X. Fete galante
Entered May 2020
Geneva, with an art dealer.
This painting is known to me only by a photograph in the archives of the Getty Research Institute. In that the photograph was made in 1968 by Claude Mercier, a Geneva-based photographer, it seems fair to assume that the painting was then in that city or its environs.
The picture was evidently attributed to Watteau in the past, and for good reason: the individual characters are very much like Watteau’s. In fact, each of them has a counterpart in Watteau’s paintings and drawings.
The man and woman dancing at the center of the picture are derived from two different Watteau paintings. The man is a copy of Watteau’s well-known L’Indifférent in the Louvre. His female partner is based on the dancer at the center of Watteau’s equally well-known Les Plaisirs du bal at Dulwich. In both instances the figures in the Geneva picture are in the same direction as Watteau’s.

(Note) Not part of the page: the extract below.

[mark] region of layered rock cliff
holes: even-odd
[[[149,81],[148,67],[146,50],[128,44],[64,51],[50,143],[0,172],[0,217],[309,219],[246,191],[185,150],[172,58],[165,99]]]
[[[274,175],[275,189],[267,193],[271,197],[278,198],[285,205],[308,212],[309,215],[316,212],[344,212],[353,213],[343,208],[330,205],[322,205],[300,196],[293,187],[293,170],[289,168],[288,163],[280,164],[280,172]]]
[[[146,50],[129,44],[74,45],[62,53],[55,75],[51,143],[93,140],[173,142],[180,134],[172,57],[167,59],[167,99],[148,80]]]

Both musicians in this picture are also based directly on figures in Watteau’s paintings. The bagpipe player sitting on a knoll, actually the actor La Thorillière with his long blond hair, is based on the shepherd in Watteau’s Les Bergers in Berlin. The flutist was derived from the figure in the foreground of Le Flûtiste, a painting that is a collaboration between Watteau and Francisque Millet. Here again, the figures are in the same direction as Watteau’s.
Curiously, the woman at the far right side of the painting was not taken from a Watteau painting, but, rather, from a drawing now in Brussels (Rosenberg Prat 225).
At first glance, this painting might have been mistaken as being by a minor follower of Watteau, an artist with an aesthetic of charming, small figures in a generous space. But, to the contrary, we should be suspicious and question when this pastiche was created. The choice of a relatively obscure painting like the Grenoble Le Flûtiste sets off a cautionary alarm, and this is reinforced by the pasticheur turning to a drawing for another of his figures. These seem like intentionally obscure sources, meant to elude the viewer.